Abstract
INTRODUCTION
Intraoral neurilemmomas (schwannoma) are rare, even rarer are intraosseous ones, and the rarest are the maxillary neurilemmomas. Going by the literature only 5 cases of maxillary neurilemomas are reported till now. Neurilemmomas are benign tumours of nerve sheath origin. Approximately 30% arise in head and neck region, of these 1–12% arise intraorally mainly involving tongue.
PRESENTATION OF CASE
Here we report two cases of maxillary neurilemmoma, one in a 9 year old girl and second one in a 27 year old female, both involving the lateral surface of maxilla on right side. Both the patients presented with a long standing history of swelling which was increasing gradually. 9-Year-old girl also had 1 lesion in the temporal region on right side and the 27-year-old patient had associated erosion of the soft palate. Diagnosis was made on the basis of histopathology and immunohistochemistry.
DISCUSSION
Neurilemmomas are slow growing benign tumour of the nerve sheath origin arising from the Schwann cells. Their aetiology is not known. Most common complaint is that of a gradually increasing swelling followed by pain and paresthesias. Surgery remains the treatment of choice with close follow up.
CONCLUSION
Maxillary neurilemmomas are rarest of the rare tumour which closely mimic benign odontogenic cysts and tumours, and should be kept in the differential diagnosis of these lesions. Knowledge of the radiologic and clinical behaviour of these tumours is extremely important for prompt diagnosis and treatment.

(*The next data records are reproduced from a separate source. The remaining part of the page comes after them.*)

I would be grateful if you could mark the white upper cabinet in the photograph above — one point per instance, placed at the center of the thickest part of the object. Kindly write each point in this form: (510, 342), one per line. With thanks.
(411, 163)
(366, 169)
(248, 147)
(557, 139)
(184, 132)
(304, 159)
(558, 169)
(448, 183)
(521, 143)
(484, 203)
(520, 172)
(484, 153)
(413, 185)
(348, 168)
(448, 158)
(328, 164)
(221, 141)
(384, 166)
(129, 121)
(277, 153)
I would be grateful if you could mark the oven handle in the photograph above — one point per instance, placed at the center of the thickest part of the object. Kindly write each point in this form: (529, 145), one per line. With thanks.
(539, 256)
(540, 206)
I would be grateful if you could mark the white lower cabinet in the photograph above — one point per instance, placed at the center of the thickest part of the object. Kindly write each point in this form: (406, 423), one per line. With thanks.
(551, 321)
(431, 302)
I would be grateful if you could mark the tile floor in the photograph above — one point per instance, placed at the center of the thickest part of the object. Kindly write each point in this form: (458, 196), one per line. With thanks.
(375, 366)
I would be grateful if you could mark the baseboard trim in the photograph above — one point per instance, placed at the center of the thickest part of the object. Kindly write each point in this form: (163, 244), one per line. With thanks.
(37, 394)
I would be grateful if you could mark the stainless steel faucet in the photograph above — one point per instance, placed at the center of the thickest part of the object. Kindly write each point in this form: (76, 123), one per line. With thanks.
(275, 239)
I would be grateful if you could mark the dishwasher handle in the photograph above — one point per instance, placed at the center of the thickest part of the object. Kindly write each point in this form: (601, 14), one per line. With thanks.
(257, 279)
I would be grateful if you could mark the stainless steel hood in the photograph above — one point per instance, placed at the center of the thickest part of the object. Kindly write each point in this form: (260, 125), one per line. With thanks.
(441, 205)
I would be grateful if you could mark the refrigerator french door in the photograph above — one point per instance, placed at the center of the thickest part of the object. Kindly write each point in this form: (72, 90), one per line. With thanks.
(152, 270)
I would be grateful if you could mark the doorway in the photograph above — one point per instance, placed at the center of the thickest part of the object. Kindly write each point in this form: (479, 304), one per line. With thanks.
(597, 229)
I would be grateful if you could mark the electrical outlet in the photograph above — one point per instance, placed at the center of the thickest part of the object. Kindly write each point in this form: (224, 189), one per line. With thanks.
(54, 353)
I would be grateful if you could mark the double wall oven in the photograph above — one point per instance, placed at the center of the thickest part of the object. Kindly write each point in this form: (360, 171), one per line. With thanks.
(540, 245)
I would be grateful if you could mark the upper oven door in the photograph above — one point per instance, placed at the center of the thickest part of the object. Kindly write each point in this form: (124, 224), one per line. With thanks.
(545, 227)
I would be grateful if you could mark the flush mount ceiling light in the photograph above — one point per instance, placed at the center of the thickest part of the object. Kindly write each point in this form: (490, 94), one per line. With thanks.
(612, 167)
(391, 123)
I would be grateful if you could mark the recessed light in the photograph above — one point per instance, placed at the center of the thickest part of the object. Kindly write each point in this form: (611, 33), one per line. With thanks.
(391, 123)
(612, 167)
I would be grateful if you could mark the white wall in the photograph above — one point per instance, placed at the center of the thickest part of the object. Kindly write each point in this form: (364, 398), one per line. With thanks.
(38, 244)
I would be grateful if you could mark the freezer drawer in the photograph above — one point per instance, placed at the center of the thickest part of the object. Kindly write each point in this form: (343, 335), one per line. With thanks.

Keywords: Neurilemmoma, Intraoral, Maxillary, Intraosseous, Schwannoma
1. Introduction
Neurilemmoma also known as schwannoma is a benign tumour of nerve sheath origin arising from any nerve covered with a Schwann cell sheath, which include the cranial nerves (except for optic and olfactory), the spinal nerves and autonomic nervous system.1 They were first described by Verocay in 1910 who called it “neurinoma” then. In 1935, the term “neurilemmoma” was coined by Stout. The soft tissue of the head and neck region is one of the most common sites for benign nerve sheath tumours as well as the flexor surfaces of the extremities.2 Intraoral development is uncommon (only 1%). Most common site of occurrence is the tongue. In the current medical literature, there are 44 acceptable cases of intraosseous neurilemmomas of the jaw, 39 of the mandible and five in the maxilla, representing less than 1% of the primary tumours of the bones. Other sites reported include the sacrum, vertebra, clavicle, ribs, humerus, radius, ulna etc.3
2. Case report
2.1. Case 1
A nine year old girl presented with complaints of swelling involving the right upper jaw and right temporal region since six months with gradual increase in size. There was slight pain in the jaw swelling (Fig. 1).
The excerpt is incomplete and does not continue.